At any rate, he wasn’t going to get one. His mother swept into the gallery. ‘There you are! I’ve been looking for you.’ She smiled, but her gaze drifted to Elidh, critical and full of speculation before returning to her son. ‘Dinner has lingered far longer than it should have. Everyone is waiting for a signal from you to start the evening entertainments. Some of the girls have brought their musical instruments to play while we gather in the gardens to visit.’
Sutton met her gaze evenly, silently asserting his authority. ‘I will be along shortly once we’re finished with the gallery.’ It was clear she did not approve of his departure or his reason for it. But he was not a young boy who needed his mother’s approval for every little action.

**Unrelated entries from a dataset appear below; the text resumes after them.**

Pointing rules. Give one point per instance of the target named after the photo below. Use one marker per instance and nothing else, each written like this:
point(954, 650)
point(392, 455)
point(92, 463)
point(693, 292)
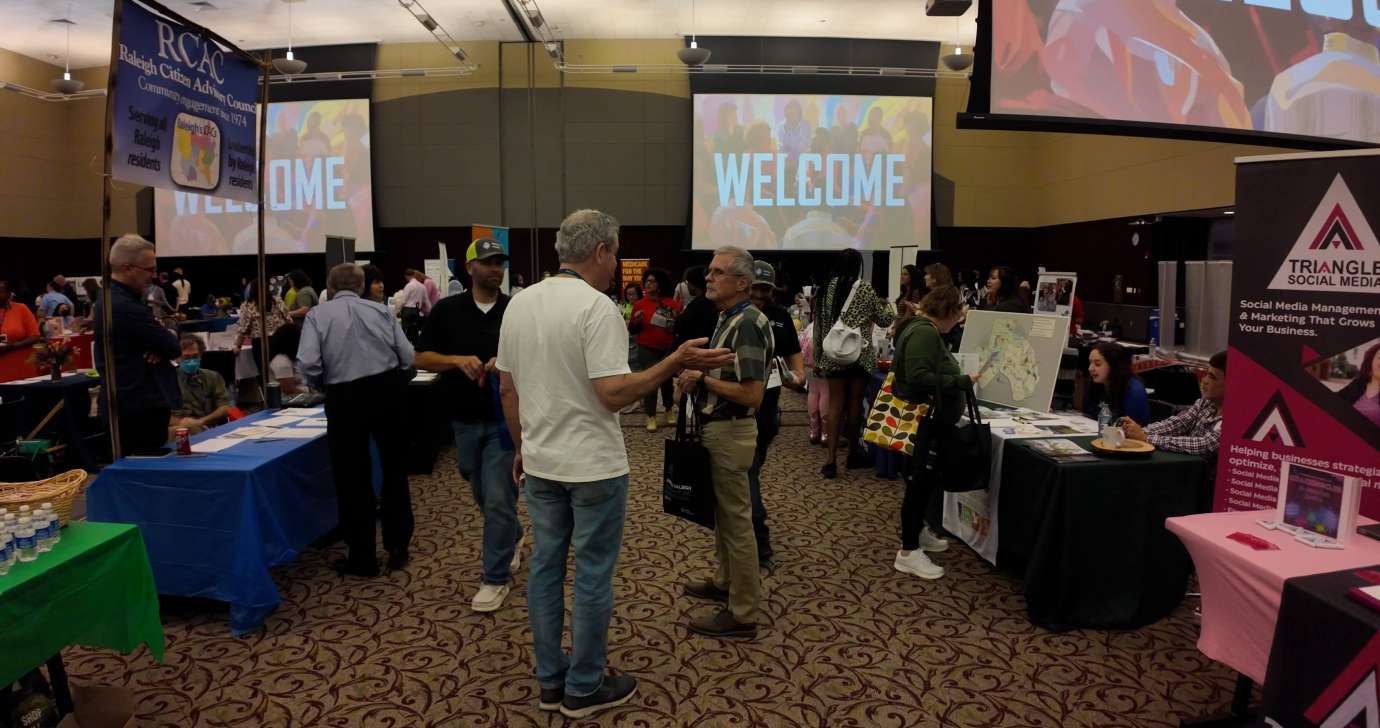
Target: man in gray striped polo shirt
point(725, 400)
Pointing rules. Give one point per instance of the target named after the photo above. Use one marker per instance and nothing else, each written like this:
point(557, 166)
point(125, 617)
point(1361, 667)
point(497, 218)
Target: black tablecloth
point(72, 425)
point(1089, 537)
point(1325, 647)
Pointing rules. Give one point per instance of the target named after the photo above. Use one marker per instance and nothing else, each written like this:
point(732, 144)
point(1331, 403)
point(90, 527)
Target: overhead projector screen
point(812, 171)
point(318, 185)
point(1281, 66)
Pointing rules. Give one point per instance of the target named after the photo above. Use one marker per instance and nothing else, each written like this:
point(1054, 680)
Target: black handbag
point(687, 484)
point(965, 451)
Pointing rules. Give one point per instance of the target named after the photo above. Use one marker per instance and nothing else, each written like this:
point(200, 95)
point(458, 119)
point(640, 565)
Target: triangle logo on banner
point(1353, 694)
point(1336, 251)
point(1275, 423)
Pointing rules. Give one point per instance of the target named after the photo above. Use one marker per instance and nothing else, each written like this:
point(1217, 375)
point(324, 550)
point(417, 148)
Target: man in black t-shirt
point(700, 315)
point(460, 341)
point(787, 370)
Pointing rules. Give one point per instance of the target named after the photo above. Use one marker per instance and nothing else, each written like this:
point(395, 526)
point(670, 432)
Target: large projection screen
point(1300, 68)
point(319, 184)
point(792, 171)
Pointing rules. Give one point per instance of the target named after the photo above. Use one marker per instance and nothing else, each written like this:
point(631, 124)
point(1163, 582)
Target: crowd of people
point(534, 386)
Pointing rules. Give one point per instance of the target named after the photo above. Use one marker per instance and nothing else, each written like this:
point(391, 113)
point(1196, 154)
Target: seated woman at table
point(283, 366)
point(925, 368)
point(206, 403)
point(1114, 385)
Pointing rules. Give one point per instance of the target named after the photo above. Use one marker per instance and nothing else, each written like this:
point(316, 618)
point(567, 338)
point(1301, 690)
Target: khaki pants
point(732, 444)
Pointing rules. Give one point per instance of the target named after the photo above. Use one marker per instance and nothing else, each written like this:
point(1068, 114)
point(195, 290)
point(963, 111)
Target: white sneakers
point(929, 542)
point(918, 564)
point(491, 597)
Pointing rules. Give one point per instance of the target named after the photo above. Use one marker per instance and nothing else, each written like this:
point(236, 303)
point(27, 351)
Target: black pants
point(769, 423)
point(144, 430)
point(355, 411)
point(919, 484)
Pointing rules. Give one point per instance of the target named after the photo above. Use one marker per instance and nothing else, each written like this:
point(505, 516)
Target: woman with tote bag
point(928, 372)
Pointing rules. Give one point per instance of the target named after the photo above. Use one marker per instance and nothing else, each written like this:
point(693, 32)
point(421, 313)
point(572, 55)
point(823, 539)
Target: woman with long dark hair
point(1114, 385)
point(1003, 291)
point(653, 323)
point(1364, 392)
point(846, 381)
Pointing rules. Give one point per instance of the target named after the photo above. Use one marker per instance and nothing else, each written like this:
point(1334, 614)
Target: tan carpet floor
point(846, 640)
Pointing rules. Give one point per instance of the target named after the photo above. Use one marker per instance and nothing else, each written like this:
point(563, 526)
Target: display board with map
point(1017, 356)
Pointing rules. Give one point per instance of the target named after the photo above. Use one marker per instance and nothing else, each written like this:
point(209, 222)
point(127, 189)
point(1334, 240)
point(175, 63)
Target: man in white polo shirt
point(563, 378)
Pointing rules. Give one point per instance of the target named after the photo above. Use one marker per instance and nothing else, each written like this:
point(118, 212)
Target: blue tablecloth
point(214, 524)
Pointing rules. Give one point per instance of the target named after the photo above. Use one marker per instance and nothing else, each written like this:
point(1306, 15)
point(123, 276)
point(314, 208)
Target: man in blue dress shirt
point(355, 350)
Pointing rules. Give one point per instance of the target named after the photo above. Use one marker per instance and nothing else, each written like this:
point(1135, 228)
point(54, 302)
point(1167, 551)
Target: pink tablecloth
point(1242, 586)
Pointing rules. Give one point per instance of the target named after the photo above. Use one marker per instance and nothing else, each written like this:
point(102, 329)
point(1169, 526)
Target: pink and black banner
point(1303, 379)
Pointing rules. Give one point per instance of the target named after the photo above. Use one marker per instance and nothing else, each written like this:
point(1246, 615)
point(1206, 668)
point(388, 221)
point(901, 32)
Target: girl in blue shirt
point(1114, 383)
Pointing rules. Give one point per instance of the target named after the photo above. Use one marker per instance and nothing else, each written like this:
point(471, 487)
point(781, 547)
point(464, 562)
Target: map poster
point(1017, 356)
point(185, 110)
point(1303, 381)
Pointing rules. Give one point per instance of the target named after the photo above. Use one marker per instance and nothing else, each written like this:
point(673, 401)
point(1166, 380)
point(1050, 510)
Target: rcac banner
point(1303, 379)
point(184, 110)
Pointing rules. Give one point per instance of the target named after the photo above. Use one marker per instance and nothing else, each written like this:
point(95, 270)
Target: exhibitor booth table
point(1242, 588)
point(93, 589)
point(215, 523)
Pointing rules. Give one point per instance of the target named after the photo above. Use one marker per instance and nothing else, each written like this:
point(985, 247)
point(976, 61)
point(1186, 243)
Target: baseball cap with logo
point(485, 247)
point(763, 275)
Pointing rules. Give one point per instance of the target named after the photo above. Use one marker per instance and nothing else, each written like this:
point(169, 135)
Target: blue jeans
point(489, 468)
point(588, 514)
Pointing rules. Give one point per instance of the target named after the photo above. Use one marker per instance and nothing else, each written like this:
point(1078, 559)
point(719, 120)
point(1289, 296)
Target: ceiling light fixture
point(66, 84)
point(289, 65)
point(958, 59)
point(694, 55)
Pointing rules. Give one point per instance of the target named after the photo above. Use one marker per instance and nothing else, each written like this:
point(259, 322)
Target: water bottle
point(26, 542)
point(6, 552)
point(43, 531)
point(54, 526)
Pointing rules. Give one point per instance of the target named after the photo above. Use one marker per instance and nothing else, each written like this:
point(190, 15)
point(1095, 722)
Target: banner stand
point(109, 385)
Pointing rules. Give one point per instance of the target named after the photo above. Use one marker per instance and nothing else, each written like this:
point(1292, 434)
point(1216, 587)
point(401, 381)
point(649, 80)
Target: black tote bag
point(686, 484)
point(965, 451)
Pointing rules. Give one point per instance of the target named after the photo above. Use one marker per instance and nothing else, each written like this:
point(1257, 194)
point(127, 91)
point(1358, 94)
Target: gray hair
point(347, 277)
point(127, 250)
point(741, 261)
point(581, 232)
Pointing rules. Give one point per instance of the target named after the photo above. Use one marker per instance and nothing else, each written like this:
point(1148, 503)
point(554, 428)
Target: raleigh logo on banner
point(185, 109)
point(1337, 251)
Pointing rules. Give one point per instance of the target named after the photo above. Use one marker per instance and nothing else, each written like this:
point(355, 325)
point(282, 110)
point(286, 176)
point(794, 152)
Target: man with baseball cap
point(460, 342)
point(787, 368)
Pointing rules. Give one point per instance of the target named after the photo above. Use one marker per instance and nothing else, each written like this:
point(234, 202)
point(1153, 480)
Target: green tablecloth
point(93, 589)
point(1089, 538)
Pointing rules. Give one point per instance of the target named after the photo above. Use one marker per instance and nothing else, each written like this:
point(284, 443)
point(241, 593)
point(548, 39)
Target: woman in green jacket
point(928, 372)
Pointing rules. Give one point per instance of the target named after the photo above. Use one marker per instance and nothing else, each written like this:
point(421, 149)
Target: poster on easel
point(501, 236)
point(1303, 374)
point(1055, 292)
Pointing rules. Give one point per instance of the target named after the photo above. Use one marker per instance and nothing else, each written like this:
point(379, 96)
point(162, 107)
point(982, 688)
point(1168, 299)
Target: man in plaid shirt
point(725, 400)
point(1195, 430)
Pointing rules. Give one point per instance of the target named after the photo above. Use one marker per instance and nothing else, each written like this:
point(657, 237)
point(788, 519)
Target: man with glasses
point(146, 388)
point(725, 400)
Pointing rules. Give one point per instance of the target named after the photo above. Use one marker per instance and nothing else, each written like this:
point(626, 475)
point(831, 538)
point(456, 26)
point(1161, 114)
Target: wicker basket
point(57, 490)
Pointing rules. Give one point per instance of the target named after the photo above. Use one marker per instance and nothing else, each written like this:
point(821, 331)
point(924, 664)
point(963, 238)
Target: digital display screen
point(319, 184)
point(812, 171)
point(1284, 66)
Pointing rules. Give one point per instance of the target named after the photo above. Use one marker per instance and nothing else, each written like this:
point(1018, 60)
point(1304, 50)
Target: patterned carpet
point(848, 641)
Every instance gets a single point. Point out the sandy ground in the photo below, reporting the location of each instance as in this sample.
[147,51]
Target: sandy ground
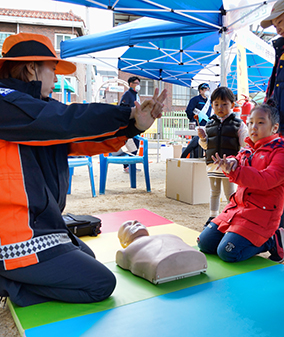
[119,197]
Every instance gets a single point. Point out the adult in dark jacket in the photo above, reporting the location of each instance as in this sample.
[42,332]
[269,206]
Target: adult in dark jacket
[40,260]
[275,88]
[195,106]
[128,99]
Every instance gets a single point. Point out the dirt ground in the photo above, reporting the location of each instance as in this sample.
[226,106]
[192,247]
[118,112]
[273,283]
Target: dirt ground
[120,197]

The Principessa was more congenial. She stepped away from him and smiled at his mother. ‘Ah, an Italian evening, just like at home. How wonderful,’ she effused with good grace. Keynes applauded her for it. Here was a woman would not be intimidated by a man’s mother no matter how strong his mother’s stare. It was a rare woman who did not find his mother overwhelming. ‘I do so enjoy a beautiful summer evening in a garden with strolling minstrels. Excuse me, Mr Keynes. Perhaps we can finish the gallery another time? My father will be wondering where I’ve got to. It was generous of you to devote yourself so singularly to me.’
‘It was my pleasure.’ He bowed as the only pleasure he was likely to have tonight disappeared into the ballroom.
‘I see you’ve met our Italian guest,’ his mother said coolly once the Principessa’s red skirts were out of sight and her ears out of range.
‘She is quite charming...refreshing, even,’ Sutton replied with equal coolness, not pleased with his mother’s interruption. She had chased away the best part of his evening and signalled his return to the hell of the ballroom, to a reality that would be harder to endure now that he’d had a brief slice of heaven for company.
‘Charming? Well, I suppose she’s as charming as a woman in a red dress can be in a room full of pastels,’ she replied archly.